If this person quits to take a job in AI Safety that pays $100K/year, because they think this is more impactful than their donations, I think it would be unreasonable to argue that they need to donate some of their reduced salary, because then their "maximum acceptable post donation salary" has gone down, even though they're (hopefully) having more impact than if they donated everything above $100K

I'm picking fairly extreme numbers to illustrate the point, but the key point is that choosing to do direct work should not reduce your "maximum acceptable salary post donations", and that at least according to my values, that max salary post donation is often above what they get paid in their new direct role.

My reasoning was roughly that the machine learning skill set is also extremely employable in finance which tends to pay better. though openai salaries do get pretty high nowadays and if you value openai and anthropic equity at notably above their current market value, then plausibly, they're higher paying. Definitely agreed it's not universal.

I disagree and think that b is actually totally sufficient justification. I'm taking as an assumption that we're using an ethical theory that says people do not have an unbounded ethical obligation to give everything up to subsistence and that it is fine to set some kind of a boundary and fraction of your total budget of resources that you spend on altruistic purposes. Many people doing well paying altruistic careers (eg technical AI safety careers) could earn dramatically more money eg at least twice as much, if they were optimising for the highest paying career they could. I'm fairly sure I could be earning a lot more than I currently am if that was my main goal. But I consider the value of my labour from an altruistic perspective to exceed the additional money I could be donating and therefore do not see myself to have a significant additional ethical obligation to donate (though I do donate a fraction of my income anyway because I want to)

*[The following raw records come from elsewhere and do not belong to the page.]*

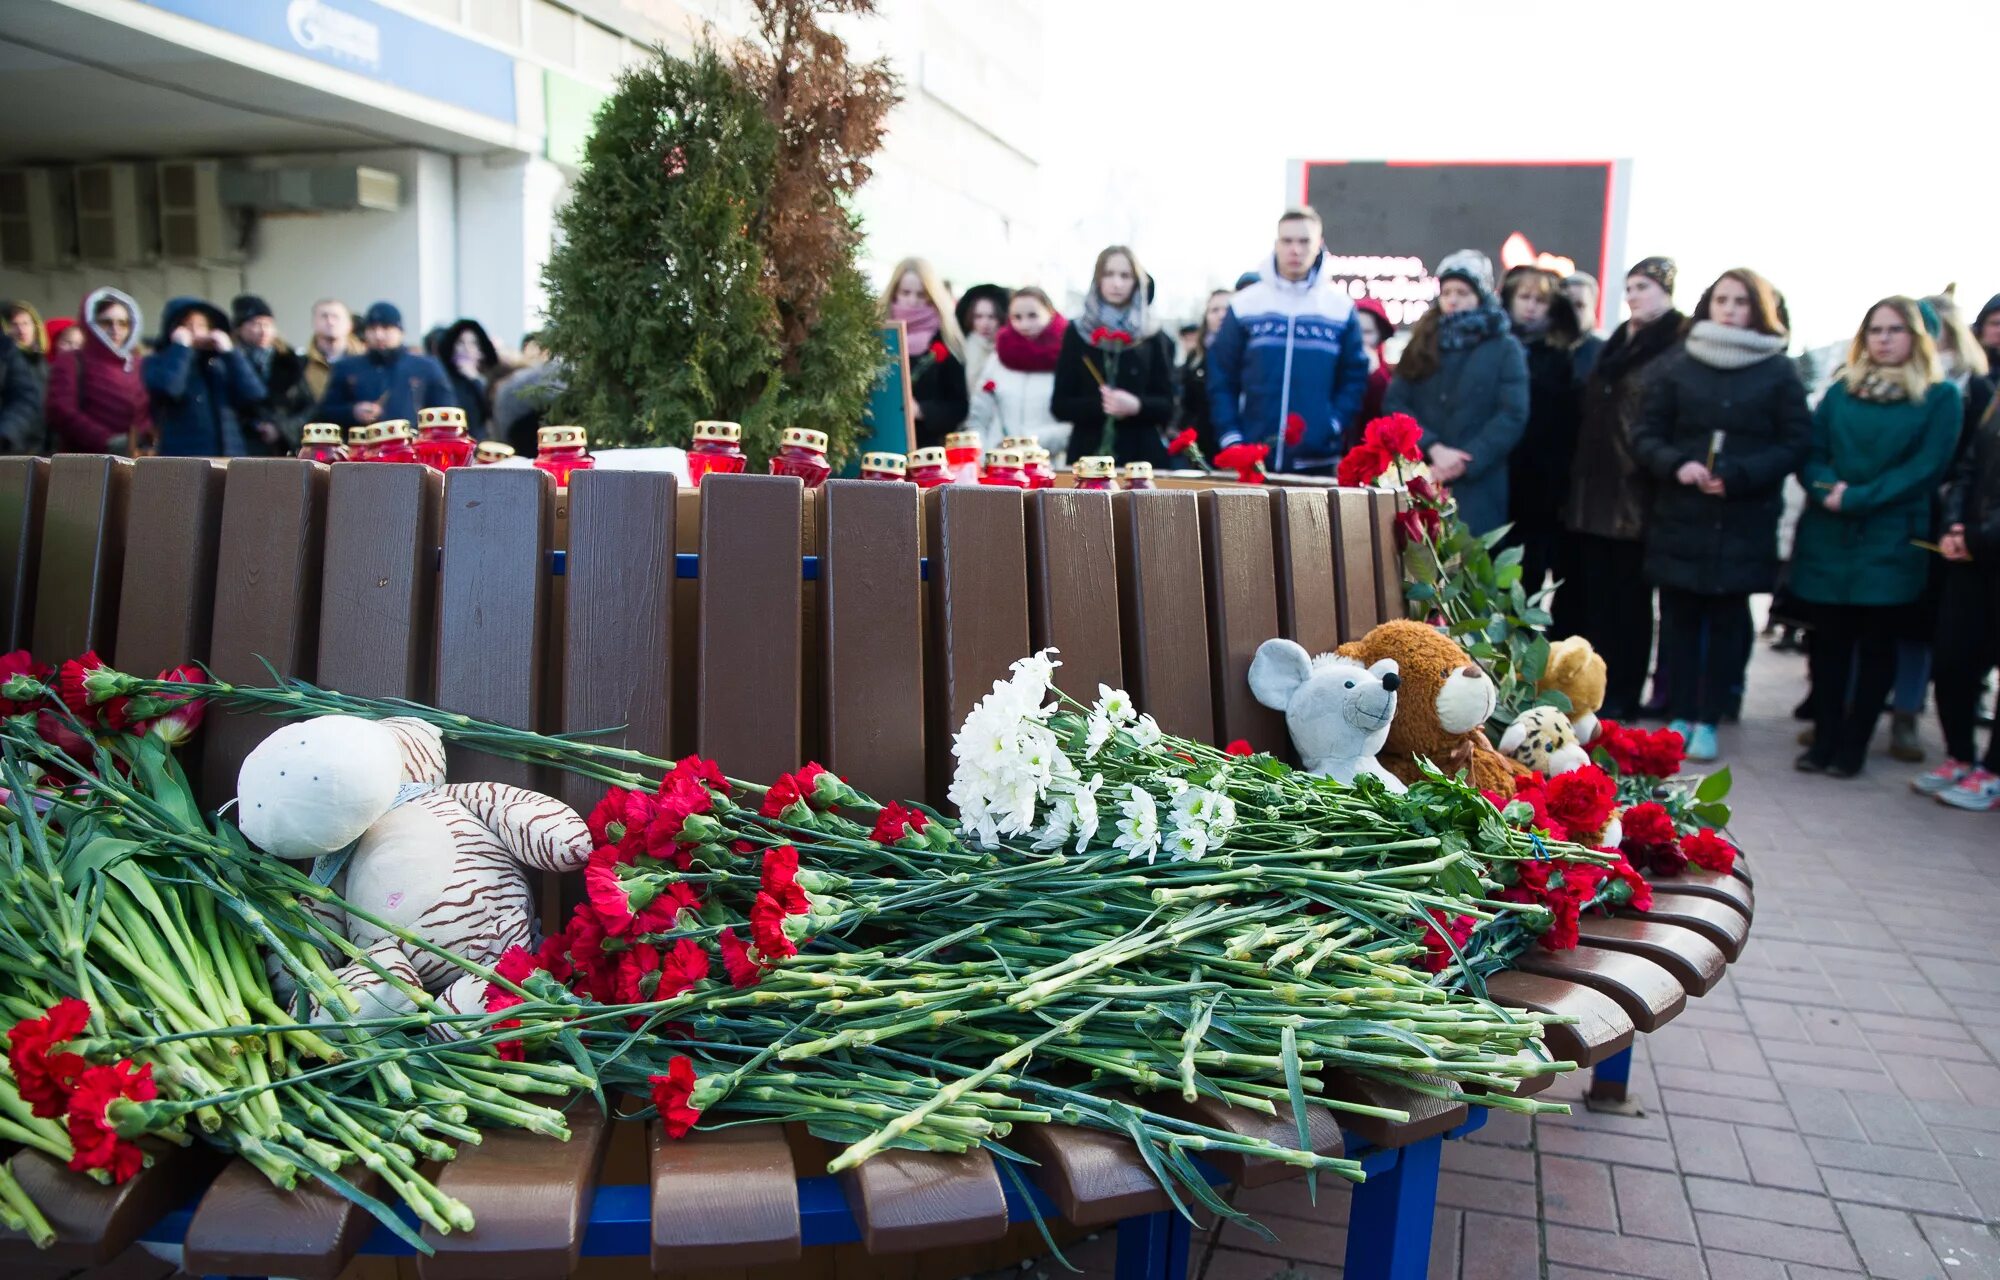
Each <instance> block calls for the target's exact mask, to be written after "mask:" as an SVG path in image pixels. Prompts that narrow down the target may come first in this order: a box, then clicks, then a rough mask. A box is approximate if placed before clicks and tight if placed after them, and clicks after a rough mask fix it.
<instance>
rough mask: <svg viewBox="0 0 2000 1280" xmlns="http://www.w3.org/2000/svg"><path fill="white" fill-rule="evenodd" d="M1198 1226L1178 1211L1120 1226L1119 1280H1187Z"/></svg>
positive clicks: (1148, 1216)
mask: <svg viewBox="0 0 2000 1280" xmlns="http://www.w3.org/2000/svg"><path fill="white" fill-rule="evenodd" d="M1192 1244H1194V1224H1190V1222H1188V1220H1186V1218H1182V1216H1180V1214H1176V1212H1174V1210H1166V1212H1158V1214H1144V1216H1140V1218H1126V1220H1124V1222H1120V1224H1118V1280H1186V1278H1188V1254H1190V1252H1192Z"/></svg>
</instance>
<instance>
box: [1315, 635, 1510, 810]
mask: <svg viewBox="0 0 2000 1280" xmlns="http://www.w3.org/2000/svg"><path fill="white" fill-rule="evenodd" d="M1338 652H1340V654H1342V656H1346V658H1354V660H1356V662H1366V664H1374V662H1380V660H1382V658H1390V660H1394V662H1396V670H1398V674H1400V676H1402V684H1400V688H1398V696H1396V718H1394V720H1392V722H1390V726H1388V740H1386V742H1384V748H1382V752H1380V754H1378V760H1380V762H1382V768H1386V770H1388V772H1392V774H1396V776H1398V778H1402V780H1404V782H1416V780H1418V778H1422V776H1424V774H1422V770H1420V768H1418V764H1416V762H1418V758H1426V760H1430V762H1432V764H1434V766H1438V768H1440V770H1442V772H1446V774H1452V776H1456V774H1464V776H1466V780H1468V782H1470V784H1472V786H1476V788H1480V790H1492V792H1500V794H1504V796H1508V794H1512V792H1514V778H1516V776H1520V774H1526V772H1528V770H1526V768H1524V766H1520V764H1516V762H1514V760H1510V758H1506V756H1502V754H1500V752H1496V750H1494V748H1492V742H1488V740H1486V728H1484V726H1486V718H1488V716H1492V712H1494V706H1496V702H1498V700H1500V696H1498V692H1496V690H1494V682H1492V678H1490V676H1488V674H1486V672H1484V670H1482V668H1480V664H1478V662H1474V660H1472V656H1470V654H1466V650H1462V648H1458V644H1456V642H1454V640H1452V638H1450V636H1446V634H1444V632H1442V630H1438V628H1434V626H1430V624H1426V622H1412V620H1406V618H1396V620H1392V622H1384V624H1380V626H1376V628H1374V630H1370V632H1368V634H1366V636H1362V638H1360V640H1350V642H1348V644H1342V646H1340V650H1338Z"/></svg>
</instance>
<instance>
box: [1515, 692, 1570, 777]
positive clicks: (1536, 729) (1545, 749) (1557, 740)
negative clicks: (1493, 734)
mask: <svg viewBox="0 0 2000 1280" xmlns="http://www.w3.org/2000/svg"><path fill="white" fill-rule="evenodd" d="M1498 750H1500V752H1502V754H1506V756H1512V758H1514V760H1518V762H1522V764H1526V766H1528V768H1530V770H1534V772H1538V774H1542V776H1544V778H1554V776H1556V774H1566V772H1570V770H1572V768H1582V766H1584V764H1590V752H1586V750H1584V748H1582V744H1580V742H1578V740H1576V730H1574V728H1570V718H1568V716H1564V714H1562V712H1558V710H1556V708H1554V706H1530V708H1528V710H1524V712H1522V714H1520V716H1518V718H1516V720H1514V724H1510V726H1506V732H1504V734H1500V746H1498Z"/></svg>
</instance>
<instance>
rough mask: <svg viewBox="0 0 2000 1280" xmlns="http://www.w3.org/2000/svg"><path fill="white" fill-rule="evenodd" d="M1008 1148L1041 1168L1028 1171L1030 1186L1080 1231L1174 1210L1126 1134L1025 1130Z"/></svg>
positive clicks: (1064, 1219)
mask: <svg viewBox="0 0 2000 1280" xmlns="http://www.w3.org/2000/svg"><path fill="white" fill-rule="evenodd" d="M1008 1146H1010V1148H1012V1150H1018V1152H1020V1154H1024V1156H1028V1158H1030V1160H1034V1162H1036V1164H1034V1168H1028V1170H1026V1174H1028V1180H1030V1182H1034V1184H1036V1186H1038V1188H1042V1192H1044V1194H1046V1196H1048V1198H1050V1200H1054V1202H1056V1212H1060V1214H1062V1220H1064V1222H1070V1224H1074V1226H1104V1224H1108V1222H1118V1220H1120V1218H1132V1216H1136V1214H1158V1212H1160V1210H1166V1208H1172V1206H1174V1202H1172V1200H1170V1198H1168V1196H1166V1192H1164V1190H1160V1184H1158V1182H1156V1180H1154V1176H1152V1170H1150V1168H1146V1162H1144V1160H1142V1158H1140V1154H1138V1150H1134V1146H1132V1140H1130V1138H1126V1136H1122V1134H1106V1132H1102V1130H1092V1128H1076V1126H1072V1124H1022V1126H1020V1128H1016V1130H1014V1132H1012V1134H1008Z"/></svg>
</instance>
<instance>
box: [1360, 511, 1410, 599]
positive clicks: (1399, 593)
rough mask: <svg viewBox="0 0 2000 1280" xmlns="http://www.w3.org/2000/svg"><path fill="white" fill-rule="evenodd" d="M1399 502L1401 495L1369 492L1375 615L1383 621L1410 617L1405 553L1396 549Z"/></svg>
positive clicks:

By foregoing a large amount of income for altruistic reasons, I think such people are spending a large amount of their resource budget on altruistic purposes, and that if they still have an obligation to donate more money that people in higher paying careers should be obliged to donate far more. Which is a consistent position, but not one I hold

In light of recent discourse on EA adjacency, this seems like a good time to publicly note that I still identify as an effective altruist, not EA adjacent.

I am extremely against embezzling people out of billions of dollars of money, and FTX was a good reminder of the importance of "don't do evil things for galaxy brained altruistic reasons". But this has nothing to do with whether or not I endorse the philosophy that "it is correct to try to think about the most effective and leveraged ways to do good and then actually act on them". And there are many people in or influenced by the EA community who I respect and think do good and important work.